Newsletters Subscriptions Media Kit About Us Contact Search Home

Stuff
OS/400 Edition
Volume 2, Number 12 -- June 5, 2003

The Valuable NULL


by Michael Sansoterra

Nil, Nada, and NULL: One of these terms is of great benefit to the database programmer; the others are worthless. Coming from the "old school" world of flat files, COBOL and RPG, I had never heard of a NULL until I worked with Microsoft Access, in 1994. Later I came across NULLs on the iSeries. While I found NULLs problematic at first, I eventually found them to be a valuable aid in database development. If NULLs exhibit behavior that amuses or confuses you, read on to find out what NULLs are good for and how they operate.

So what is a NULL? The Oracle Glossary of Terms gives as good a definition as any: "A null value represents missing, unknown, or inapplicable data."

So a NULL is a "non-value"; that is, a NULL indicates that there is no data in a table column or variable. A common error is to assume that a numeric column containing a zero is a NULL. A similar error assumes blanks or an empty string is a NULL. Both of these views are incorrect because zeros, blanks, and an empty string are indeed values. Also, don't confuse the NULL string terminator (ASCII 0) in the C programming language with the NULL discussed here. The NULL in C is a value.

I'll be using the SQL Procedure Language (SPL) to demonstrate a few concepts. For easy reading, all SPL variable names will be prefixed with the @ sign. You can easily substitute embedded SQL here, remembering to replace the @ variables with host variables, prefixed by a colon (:), and also remember to use NULL indicator variables so that the host language can act appropriately on a NULL. (For more on embedded SQL and indicator variables, see the DB2 Universal Database for iSeries SQL Programming with Host Languages guide, in PDF format.)

Of What Value Is a Non-Value?

Since NULLs aren't values, what purpose do they serve? Why would you want to store a NULL in, say, a numeric column rather than just letting it contain a zero? Below are a few examples that demonstrate the benefit of NULLs.

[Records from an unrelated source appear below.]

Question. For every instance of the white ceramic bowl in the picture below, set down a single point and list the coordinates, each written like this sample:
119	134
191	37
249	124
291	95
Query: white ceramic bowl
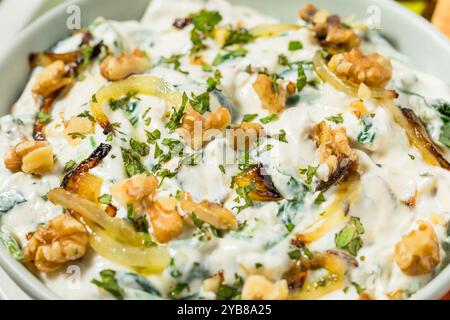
410	34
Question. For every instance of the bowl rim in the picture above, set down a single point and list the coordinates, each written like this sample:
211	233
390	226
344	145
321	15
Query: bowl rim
35	288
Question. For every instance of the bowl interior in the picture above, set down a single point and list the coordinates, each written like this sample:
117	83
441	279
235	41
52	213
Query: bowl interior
395	22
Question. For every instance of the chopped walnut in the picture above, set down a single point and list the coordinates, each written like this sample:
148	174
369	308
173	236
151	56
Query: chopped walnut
336	152
166	222
135	190
200	129
272	94
209	212
30	157
329	29
61	240
418	252
257	287
245	134
374	70
124	65
51	79
78	125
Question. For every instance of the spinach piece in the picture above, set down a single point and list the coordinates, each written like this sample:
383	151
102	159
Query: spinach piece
109	283
9	198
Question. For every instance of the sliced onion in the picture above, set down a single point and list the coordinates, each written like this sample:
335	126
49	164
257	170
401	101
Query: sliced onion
328	76
147	259
334	278
417	135
93	214
272	30
147	85
335	214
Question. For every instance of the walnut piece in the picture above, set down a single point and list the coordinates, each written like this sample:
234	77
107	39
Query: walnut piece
61	240
272	94
166	222
374	70
329	29
209	212
336	152
245	134
199	129
136	191
418	252
257	287
124	65
30	157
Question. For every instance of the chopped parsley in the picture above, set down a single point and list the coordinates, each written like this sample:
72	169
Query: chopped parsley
237	53
349	238
295	45
177	115
109	283
44	117
249	117
269	118
105	199
69	166
336	119
132	162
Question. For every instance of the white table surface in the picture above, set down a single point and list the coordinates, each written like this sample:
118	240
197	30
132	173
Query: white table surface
14	16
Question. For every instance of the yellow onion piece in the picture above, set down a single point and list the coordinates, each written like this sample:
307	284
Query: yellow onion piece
417	135
332	281
272	30
146	85
146	259
93	214
335	214
351	89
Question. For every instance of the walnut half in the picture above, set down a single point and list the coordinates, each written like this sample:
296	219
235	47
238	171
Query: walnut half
418	252
61	240
30	157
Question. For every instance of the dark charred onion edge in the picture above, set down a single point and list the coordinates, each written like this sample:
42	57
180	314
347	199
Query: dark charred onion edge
70	181
422	134
346	167
74	63
264	187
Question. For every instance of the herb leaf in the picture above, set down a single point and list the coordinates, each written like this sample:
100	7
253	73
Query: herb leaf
109	283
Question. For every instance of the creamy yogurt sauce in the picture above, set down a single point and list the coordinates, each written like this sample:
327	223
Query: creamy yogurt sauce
392	171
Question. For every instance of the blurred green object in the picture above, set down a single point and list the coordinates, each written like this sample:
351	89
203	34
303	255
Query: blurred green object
423	7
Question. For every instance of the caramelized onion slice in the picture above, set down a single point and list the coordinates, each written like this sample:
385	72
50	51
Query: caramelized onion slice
272	30
261	182
146	85
93	214
334	279
334	215
147	259
417	134
328	76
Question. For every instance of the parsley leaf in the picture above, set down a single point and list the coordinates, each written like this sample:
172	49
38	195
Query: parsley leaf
349	238
109	283
132	162
177	115
295	45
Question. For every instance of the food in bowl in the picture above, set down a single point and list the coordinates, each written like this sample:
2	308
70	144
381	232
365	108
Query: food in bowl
210	152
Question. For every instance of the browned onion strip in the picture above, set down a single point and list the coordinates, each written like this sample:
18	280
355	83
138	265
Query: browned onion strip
70	181
74	65
417	134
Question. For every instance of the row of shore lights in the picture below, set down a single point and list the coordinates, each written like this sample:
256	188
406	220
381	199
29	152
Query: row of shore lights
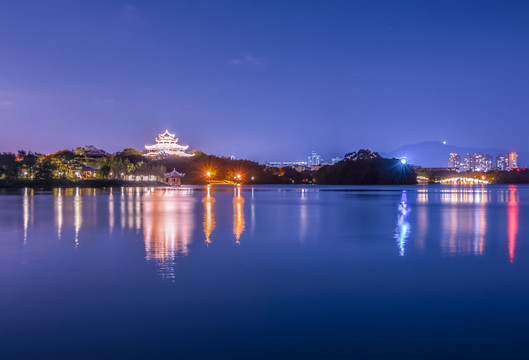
237	177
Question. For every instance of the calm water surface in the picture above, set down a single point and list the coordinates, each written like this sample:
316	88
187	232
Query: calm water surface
265	272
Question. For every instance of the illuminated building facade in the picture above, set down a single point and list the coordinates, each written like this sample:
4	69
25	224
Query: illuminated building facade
507	162
512	161
476	162
315	159
454	161
166	145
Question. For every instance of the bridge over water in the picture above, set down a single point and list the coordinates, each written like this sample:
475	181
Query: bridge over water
462	180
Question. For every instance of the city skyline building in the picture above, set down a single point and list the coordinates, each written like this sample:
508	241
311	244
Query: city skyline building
482	162
166	145
315	159
454	161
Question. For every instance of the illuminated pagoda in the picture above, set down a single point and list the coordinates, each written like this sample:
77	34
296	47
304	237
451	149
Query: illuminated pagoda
174	178
166	145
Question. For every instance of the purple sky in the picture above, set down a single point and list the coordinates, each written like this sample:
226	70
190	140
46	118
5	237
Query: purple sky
266	80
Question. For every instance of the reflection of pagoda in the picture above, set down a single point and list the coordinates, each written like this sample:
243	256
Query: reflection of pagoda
168	221
166	145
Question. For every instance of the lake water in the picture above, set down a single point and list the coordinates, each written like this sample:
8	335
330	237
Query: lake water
265	272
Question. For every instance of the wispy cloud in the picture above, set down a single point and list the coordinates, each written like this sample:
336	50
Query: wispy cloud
247	58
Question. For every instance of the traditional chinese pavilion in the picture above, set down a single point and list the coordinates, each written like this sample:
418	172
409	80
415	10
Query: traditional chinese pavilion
174	178
166	145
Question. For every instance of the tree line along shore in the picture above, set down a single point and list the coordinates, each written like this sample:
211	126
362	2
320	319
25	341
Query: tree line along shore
130	167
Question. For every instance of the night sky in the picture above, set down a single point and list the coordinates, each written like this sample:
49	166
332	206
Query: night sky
266	80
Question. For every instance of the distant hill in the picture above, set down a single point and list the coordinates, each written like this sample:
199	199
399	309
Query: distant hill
435	154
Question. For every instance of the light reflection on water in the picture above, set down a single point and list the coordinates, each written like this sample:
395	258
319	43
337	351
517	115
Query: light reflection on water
167	217
168	222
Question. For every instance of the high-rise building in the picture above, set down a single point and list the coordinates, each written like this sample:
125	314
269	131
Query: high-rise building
315	159
502	162
512	160
336	159
468	162
454	161
487	163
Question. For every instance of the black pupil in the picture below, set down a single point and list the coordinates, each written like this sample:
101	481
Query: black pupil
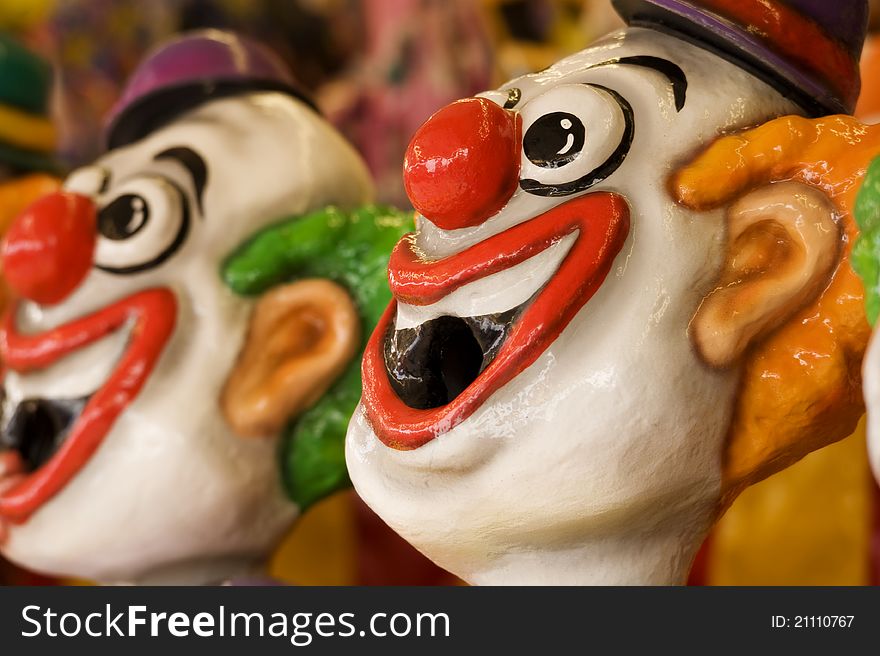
554	140
124	217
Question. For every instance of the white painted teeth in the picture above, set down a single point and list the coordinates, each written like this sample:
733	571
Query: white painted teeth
500	292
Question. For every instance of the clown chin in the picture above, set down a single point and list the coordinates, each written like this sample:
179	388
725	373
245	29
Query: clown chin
536	487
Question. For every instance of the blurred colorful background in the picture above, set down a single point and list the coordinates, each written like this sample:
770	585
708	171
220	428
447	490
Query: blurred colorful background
378	69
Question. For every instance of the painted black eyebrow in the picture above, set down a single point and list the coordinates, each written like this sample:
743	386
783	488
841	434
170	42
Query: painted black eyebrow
194	164
669	70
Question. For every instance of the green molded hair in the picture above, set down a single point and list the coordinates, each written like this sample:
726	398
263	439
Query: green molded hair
349	248
866	252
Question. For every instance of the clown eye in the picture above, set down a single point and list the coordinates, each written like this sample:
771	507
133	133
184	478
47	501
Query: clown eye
124	217
143	224
554	140
576	135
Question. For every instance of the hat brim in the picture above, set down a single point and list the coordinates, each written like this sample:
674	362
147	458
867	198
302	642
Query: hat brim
30	161
731	42
155	110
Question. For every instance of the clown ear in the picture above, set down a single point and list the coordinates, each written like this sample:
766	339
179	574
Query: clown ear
783	242
301	338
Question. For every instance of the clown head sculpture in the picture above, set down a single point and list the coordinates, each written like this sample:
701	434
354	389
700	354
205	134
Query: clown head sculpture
27	135
145	393
556	395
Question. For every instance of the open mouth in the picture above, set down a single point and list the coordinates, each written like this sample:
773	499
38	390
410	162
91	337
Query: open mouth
45	442
420	382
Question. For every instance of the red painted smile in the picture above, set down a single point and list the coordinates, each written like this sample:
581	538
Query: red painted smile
601	221
151	314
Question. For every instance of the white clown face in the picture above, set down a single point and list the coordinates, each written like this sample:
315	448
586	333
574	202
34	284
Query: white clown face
609	441
170	492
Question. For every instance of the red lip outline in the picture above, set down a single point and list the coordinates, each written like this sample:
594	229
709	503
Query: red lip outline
154	313
602	220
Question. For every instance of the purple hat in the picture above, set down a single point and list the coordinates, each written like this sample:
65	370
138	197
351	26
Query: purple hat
185	72
807	49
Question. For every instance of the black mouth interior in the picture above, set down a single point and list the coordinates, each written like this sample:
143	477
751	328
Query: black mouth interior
38	427
431	365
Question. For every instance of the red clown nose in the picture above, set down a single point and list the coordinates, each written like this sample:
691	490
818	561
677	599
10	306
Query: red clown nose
462	166
49	248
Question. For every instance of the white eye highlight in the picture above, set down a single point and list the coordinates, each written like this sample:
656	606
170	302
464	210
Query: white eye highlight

Consider an application for a teacher that tracks students' test scores. Each student is allowed to miss a single test without hurting his grade. Say a student has the following 10 test scores recorded:


Score 1 Score 2 Score 3 Score 4 Score 5 Score 6 Score 7 Score 8 Score 9 Score 10
93.0 86.0 89.0 92.0 94.0 98.0 NULL 84.0 90.0 95.0

From the list, you can see that no score was entered for test 7 , the one "freebee." Assuming these test scores are stored as rows in a table, SQL's average function can be used to determine the average of these 10 scores, with the result of 821 / 9 = 91.2. But wait! There are 10 scores, so how come only nine were used in the average calculation? That's because the SQL aggregate functions ignore NULLs. NULL is better than a zero here, because if a zero were entered the average would be incorrectly calculated as 821 / 10 = 82.1. Since NULL is not a number, it's not included in the average, which saves the programmer from programmatically weeding out the lowest score before calculating the average.

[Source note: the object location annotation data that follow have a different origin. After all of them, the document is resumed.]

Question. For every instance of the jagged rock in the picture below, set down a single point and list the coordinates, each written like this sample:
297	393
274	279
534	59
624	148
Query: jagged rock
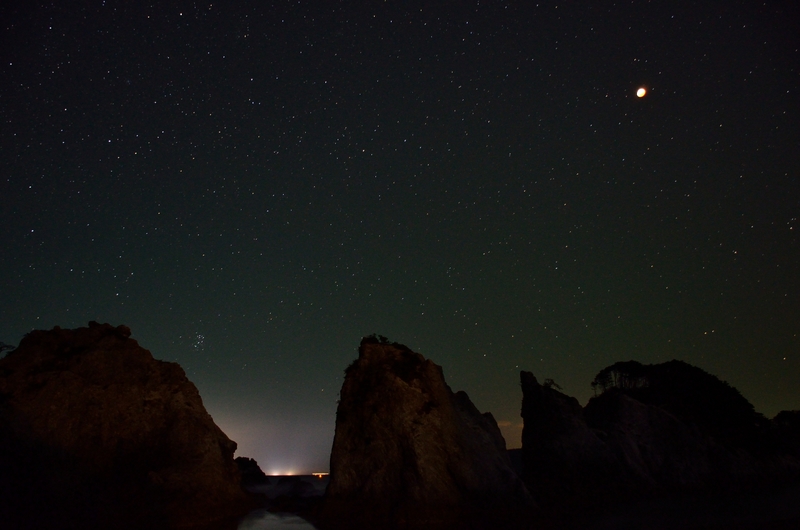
654	429
250	471
96	433
410	453
564	460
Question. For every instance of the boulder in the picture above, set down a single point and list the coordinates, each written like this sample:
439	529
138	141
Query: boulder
410	453
564	460
653	430
94	433
251	473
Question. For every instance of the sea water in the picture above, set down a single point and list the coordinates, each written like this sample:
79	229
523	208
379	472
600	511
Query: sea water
264	520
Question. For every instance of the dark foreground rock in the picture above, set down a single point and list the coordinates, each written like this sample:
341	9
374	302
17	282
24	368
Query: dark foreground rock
95	433
250	471
653	430
409	453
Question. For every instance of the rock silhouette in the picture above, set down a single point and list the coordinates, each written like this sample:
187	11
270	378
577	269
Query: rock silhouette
94	433
409	453
652	430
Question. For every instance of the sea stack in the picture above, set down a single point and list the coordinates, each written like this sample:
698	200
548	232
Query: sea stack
95	433
410	453
651	430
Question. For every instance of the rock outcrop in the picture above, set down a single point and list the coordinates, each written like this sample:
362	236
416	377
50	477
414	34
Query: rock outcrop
250	471
94	433
409	453
652	430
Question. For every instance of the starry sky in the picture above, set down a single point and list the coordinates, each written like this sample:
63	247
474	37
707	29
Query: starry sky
254	187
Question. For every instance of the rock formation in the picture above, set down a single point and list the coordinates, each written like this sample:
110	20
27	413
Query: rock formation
410	453
96	433
250	471
652	430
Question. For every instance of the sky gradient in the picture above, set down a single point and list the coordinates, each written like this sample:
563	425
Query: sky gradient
252	189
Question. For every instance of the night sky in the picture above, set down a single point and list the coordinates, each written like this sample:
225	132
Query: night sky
252	189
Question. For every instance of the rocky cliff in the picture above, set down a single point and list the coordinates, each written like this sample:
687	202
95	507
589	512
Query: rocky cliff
652	430
410	453
94	432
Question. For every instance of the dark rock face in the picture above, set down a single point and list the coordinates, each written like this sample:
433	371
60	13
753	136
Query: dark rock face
96	433
408	452
653	430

In addition to AVG, other SQL column functions, such as COUNT and SUM, do not regard NULL values in their aggregations.

Below is a sample table called TestScores, which has a column, called Score, that is capable of holding the NULL value (which is a default; specifying NOT NULL prevents a column from containing a NULL).

CREATE TABLE TestScores (
School_Year SMALLINT NOT NULL,
Student_No  SMALLINT NOT NULL,
Test_No     SMALLINT NOT NULL,
Score       DEC(4,1),
PRIMARY KEY (School_Year, Student_No, Test_No))

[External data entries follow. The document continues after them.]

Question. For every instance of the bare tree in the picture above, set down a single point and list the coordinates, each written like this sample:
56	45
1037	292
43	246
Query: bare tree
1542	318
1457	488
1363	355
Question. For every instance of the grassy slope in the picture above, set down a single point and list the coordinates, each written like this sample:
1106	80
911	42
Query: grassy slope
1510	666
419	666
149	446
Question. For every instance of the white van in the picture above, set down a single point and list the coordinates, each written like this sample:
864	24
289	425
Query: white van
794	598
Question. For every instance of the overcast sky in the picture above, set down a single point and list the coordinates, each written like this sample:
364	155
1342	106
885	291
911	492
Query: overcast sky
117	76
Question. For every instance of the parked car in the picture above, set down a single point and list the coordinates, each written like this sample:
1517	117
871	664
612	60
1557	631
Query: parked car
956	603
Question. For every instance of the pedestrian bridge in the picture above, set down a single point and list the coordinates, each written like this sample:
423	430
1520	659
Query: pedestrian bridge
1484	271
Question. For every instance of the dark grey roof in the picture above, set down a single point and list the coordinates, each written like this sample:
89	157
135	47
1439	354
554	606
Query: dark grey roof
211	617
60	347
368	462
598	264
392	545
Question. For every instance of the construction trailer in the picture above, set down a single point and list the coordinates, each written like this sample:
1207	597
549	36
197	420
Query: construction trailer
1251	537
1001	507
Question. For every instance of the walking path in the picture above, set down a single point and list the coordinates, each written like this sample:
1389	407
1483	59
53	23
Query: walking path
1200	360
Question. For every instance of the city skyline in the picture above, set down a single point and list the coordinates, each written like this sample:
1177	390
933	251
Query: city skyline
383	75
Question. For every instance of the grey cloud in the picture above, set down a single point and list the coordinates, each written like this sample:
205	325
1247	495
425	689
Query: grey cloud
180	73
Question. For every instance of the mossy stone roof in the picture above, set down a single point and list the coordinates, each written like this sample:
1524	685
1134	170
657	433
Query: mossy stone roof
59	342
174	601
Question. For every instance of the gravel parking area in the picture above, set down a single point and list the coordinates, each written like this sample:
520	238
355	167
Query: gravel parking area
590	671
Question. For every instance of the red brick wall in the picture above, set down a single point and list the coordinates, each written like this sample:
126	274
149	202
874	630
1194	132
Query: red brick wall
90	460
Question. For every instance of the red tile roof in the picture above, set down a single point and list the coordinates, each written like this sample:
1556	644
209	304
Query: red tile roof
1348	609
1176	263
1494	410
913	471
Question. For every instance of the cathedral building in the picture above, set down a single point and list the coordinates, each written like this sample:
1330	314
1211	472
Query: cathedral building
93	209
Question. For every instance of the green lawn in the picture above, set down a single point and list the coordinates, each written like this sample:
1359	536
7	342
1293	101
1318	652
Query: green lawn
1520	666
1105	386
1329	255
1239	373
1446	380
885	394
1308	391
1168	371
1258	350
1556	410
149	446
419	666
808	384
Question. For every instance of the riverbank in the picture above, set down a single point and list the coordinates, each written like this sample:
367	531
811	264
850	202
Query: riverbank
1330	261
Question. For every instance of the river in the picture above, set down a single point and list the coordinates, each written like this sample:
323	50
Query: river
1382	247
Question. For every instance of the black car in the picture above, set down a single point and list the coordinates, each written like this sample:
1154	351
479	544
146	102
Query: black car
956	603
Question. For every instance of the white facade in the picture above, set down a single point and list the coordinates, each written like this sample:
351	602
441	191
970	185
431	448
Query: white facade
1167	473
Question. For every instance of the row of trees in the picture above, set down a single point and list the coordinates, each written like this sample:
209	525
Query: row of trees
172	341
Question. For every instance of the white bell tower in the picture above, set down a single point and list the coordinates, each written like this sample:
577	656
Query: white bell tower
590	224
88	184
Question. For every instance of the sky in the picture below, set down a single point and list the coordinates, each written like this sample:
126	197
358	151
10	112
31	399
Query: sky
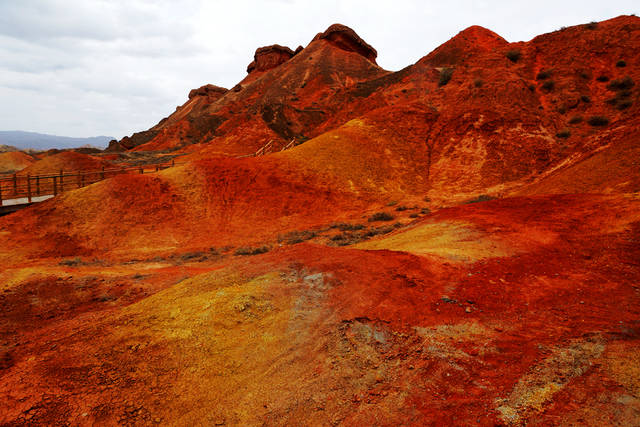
84	68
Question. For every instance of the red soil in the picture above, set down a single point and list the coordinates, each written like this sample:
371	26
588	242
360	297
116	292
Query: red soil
148	299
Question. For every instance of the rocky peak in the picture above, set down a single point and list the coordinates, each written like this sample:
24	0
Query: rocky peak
345	38
208	91
269	57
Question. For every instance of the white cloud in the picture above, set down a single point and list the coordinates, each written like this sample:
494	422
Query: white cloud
89	67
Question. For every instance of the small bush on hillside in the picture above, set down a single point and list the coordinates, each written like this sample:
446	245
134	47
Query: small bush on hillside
514	55
445	76
549	85
625	83
252	251
575	120
598	121
380	216
543	75
480	198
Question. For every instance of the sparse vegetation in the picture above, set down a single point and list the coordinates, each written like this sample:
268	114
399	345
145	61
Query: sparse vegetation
513	55
252	251
480	198
598	121
381	216
543	75
591	25
625	83
548	85
293	237
445	76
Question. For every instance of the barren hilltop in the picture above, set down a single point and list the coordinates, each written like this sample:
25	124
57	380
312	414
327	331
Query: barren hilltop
454	243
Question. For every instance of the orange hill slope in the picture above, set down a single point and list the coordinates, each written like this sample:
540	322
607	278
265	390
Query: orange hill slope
67	161
538	328
13	161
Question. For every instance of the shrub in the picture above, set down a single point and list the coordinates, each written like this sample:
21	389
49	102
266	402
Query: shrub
480	198
252	251
543	75
598	121
513	55
549	85
293	237
621	84
624	104
380	216
445	76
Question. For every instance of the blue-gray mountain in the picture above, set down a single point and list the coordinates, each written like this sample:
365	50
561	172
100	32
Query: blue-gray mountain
38	141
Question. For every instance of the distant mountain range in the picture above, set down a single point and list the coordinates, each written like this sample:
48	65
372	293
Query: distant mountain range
38	141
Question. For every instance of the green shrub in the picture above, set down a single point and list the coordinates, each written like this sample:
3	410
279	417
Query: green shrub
598	121
591	25
445	76
252	251
514	55
543	75
380	216
548	86
625	83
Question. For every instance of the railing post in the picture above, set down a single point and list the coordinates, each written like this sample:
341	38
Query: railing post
29	188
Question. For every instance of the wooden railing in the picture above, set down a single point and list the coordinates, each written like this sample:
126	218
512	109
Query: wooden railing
31	186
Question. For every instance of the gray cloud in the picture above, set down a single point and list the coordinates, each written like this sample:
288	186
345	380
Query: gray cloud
90	67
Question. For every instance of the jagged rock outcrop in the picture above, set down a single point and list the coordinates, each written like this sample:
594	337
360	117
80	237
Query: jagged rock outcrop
211	91
269	57
347	39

Here is a sample SELECT statement that would average a student's scores, ignoring NULL values. It also COUNTs the number of scores to ensure that one has been left NULL:

  SELECT Student_No, AVG(Score) AS Average,
      /* Verify we have 10 scores entered */
         CASE WHEN COUNT(Student_No) <>10 
              THEN 'ERROR'
              ELSE 'OK' END AS TestCount,
      /* Verify only one score is NULL    */
         CASE WHEN COUNT(Score) <>9
              THEN 'ERROR'
              ELSE 'OK' END AS ScoreCount
    FROM TestScores
   WHERE "SCHOOL_YEAR"=2002
GROUP BY Student_No
ORDER BY Student_No

For the next example on the benefits of NULL, consider an application for tracking church contributions. Each individual who gives on a regular basis is assigned a box of envelopes identifying an envelope with a contributor. Of course, each box of envelopes must have a unique number. A table for storing individual church membership information may be defined as follows:

CREATE TABLE DataLib/Indiv ( 
Family_No   INTEGER  NOT NULL, 
Indiv_No    INTEGER  NOT NULL, 
FirstName   CHAR(30) NOT NULL, 
LastName    CHAR(30),
Envelope_No SMALLINT,
PRIMARY KEY (Family_No,Indiv_No))

To guarantee column Envelope_No is unique, you build the following index:

CREATE UNIQUE WHERE NOT NULL INDEX DataLib/INDIVENV
                                ON DataLib/INDIV (Envelope_No)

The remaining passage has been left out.